Now and then, in our lifetime, an event happens that makes a motion picture in your mind. That kind of event happened when I went for a cookout dinner to Al Rynkowski's home. Al was my friend along with Jimmy Duck at St. Francis High School in 40's. Al did a masterful job with some strip steaks on the barbie and Barb prepared a kingly meal. We spent several hours discussing the vicissitudes and joys of our journeys. Al called up Jimmy Duck who now lives in Seattle, Washington and so the images floated by as we remembered.
Al's wife, Barb, was from Plymouth, Pennsylvania - a stone's throw from Dickson City were I had spent my childhood. We spoke at some length about mining Anthracite in the Lackawanna Valley. She gave me a piece of that anthracite coal and a flood of memories of collieries, blackend miner's faces, carbide lamps, dynamite, and my father's thirty year stint underground. He spent his life without the light of day, working underground during the day and sleeping his aches and pains during the night. That piece of coal was a metaphor for a life that few would understand because the memories are already fading in the minds of those who survived the first millenium.

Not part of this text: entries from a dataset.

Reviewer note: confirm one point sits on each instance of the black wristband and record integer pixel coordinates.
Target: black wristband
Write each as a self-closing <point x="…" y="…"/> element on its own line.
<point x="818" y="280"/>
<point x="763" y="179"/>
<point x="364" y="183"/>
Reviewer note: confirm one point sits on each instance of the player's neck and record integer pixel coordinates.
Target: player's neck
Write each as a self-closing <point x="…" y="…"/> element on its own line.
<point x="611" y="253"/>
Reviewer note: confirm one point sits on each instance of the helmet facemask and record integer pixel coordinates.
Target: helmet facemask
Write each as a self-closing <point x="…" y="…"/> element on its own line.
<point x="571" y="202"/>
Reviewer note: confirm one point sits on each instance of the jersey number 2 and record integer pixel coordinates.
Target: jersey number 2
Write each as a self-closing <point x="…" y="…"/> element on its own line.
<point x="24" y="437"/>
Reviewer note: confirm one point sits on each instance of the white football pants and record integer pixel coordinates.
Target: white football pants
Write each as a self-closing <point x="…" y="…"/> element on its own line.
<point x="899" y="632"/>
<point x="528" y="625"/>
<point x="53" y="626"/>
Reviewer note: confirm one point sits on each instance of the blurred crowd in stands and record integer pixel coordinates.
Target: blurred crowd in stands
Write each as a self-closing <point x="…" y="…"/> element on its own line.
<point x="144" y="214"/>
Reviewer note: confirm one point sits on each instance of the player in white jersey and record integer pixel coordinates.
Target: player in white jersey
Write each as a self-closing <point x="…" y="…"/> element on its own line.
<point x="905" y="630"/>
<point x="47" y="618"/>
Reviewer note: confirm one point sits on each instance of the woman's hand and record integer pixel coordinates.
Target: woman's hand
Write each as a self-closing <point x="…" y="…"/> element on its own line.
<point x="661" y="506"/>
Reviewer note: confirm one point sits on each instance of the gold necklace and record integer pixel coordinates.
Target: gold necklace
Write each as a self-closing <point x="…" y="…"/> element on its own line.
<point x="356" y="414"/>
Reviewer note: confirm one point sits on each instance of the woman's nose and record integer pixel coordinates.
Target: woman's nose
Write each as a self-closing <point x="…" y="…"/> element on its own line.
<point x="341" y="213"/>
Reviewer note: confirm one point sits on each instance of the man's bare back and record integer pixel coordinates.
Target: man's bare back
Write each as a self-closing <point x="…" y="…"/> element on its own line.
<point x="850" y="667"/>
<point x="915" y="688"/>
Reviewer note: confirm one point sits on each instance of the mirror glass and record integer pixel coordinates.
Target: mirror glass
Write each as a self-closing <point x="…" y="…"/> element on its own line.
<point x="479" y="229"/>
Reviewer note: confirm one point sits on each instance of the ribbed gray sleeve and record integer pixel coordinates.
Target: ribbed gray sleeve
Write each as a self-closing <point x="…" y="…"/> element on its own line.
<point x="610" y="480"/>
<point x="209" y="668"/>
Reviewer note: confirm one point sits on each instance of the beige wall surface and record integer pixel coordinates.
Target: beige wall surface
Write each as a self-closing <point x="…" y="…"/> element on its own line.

Al pulled out a old scratched up photograph of the two of us. I cleaned up the scratches. The floor had hit my head but I don't remember where or when but the bandage serves as testamony to an early shedding of blood. Of course, since that picture was taken we have increased our weight upon this earth to a considerable degree. And the divergent ways of our lives presented themselves gripping the essence of our souls, as we related our medical histories. Like battling knights we told each other of the dents in our shields.
We went up to Al's office in his town house and shared computer tech talk. We spoke of google earth, facebook, access, digital printing, and I shared some of the storied elements of my web page. The words weren't around in the 40's. I left with a lump of anthracite in my hand. The collieries of Eastern Pennsylvania and the trips to the sulpherized mounds where my father and I picked bags of slag coal to pay our way through the great depression were all in that little lump of coal.